Superclass
- Author: David Rothkopf
- Language: English
- Genre: Politics, Globalization, Global governance
- Published: 2008 Farrar, Straus and Giroux (U.S.) 2008 Little, Brown (UK)
- Publication place: United States
- Media type: Print (Hardback & Paperback) and audiobook
- Pages: 376 p. (US hardback edition) & 400 p. (UK hardback edition)
- ISBN: 0-374-27210-7 (US hardback edition), ISBN 1-4087-0109-X (UK hardback edition)
- OCLC: 166378239
- Dewey Decimal: 305.5/2 22
- LC Class: HM1263 .R68 2008
- Preceded by: Running the World
- Followed by: ...

= Superclass (book) =

2008 book by David Rothkopf

Superclass: The Global Power Elite and the World They Are Making is a book about global governance by American author David Rothkopf, released in March 2008 by publisher Farrar, Straus and Giroux. The book claims that the world's population of 6 billion people is subject to the immense influence of an elite (i.e., The Superclass) of 6,000 individuals.

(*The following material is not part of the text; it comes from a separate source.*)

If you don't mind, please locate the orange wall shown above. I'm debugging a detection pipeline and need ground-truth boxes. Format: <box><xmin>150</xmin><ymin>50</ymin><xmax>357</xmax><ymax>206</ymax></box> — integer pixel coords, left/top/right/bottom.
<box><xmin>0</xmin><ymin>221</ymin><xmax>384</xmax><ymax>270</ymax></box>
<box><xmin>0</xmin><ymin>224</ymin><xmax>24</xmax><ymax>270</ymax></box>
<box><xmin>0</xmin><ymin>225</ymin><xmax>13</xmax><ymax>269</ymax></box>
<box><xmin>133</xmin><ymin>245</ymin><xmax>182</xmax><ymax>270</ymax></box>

Until the late 20th century, governments of the great powers provided most of the superclass, accompanied by a few heads of international movements (i.e., the Pope of the Roman Catholic Church) and entrepreneurs (Rothschilds, Rockefellers). According to Rothkopf, in the early 21st century, economic clout—fueled by the explosive expansion of international trade, travel, and communication—rules. Further, the nation-state's power has diminished, shrinking politicians to minority power broker status. Leaders in international business, finance, and the defense industry not only dominate the superclass, but they also move freely into high positions in their nations' governments and back to private life largely beyond the notice of elected legislatures (including the U.S. Congress), which remain abysmally ignorant of affairs beyond their borders. He proposes that the superclass's disproportionate influence over national policy is constructive but always self-interested, and that around the world, few object to corruption and oppressive governments, provided they can do business in these countries.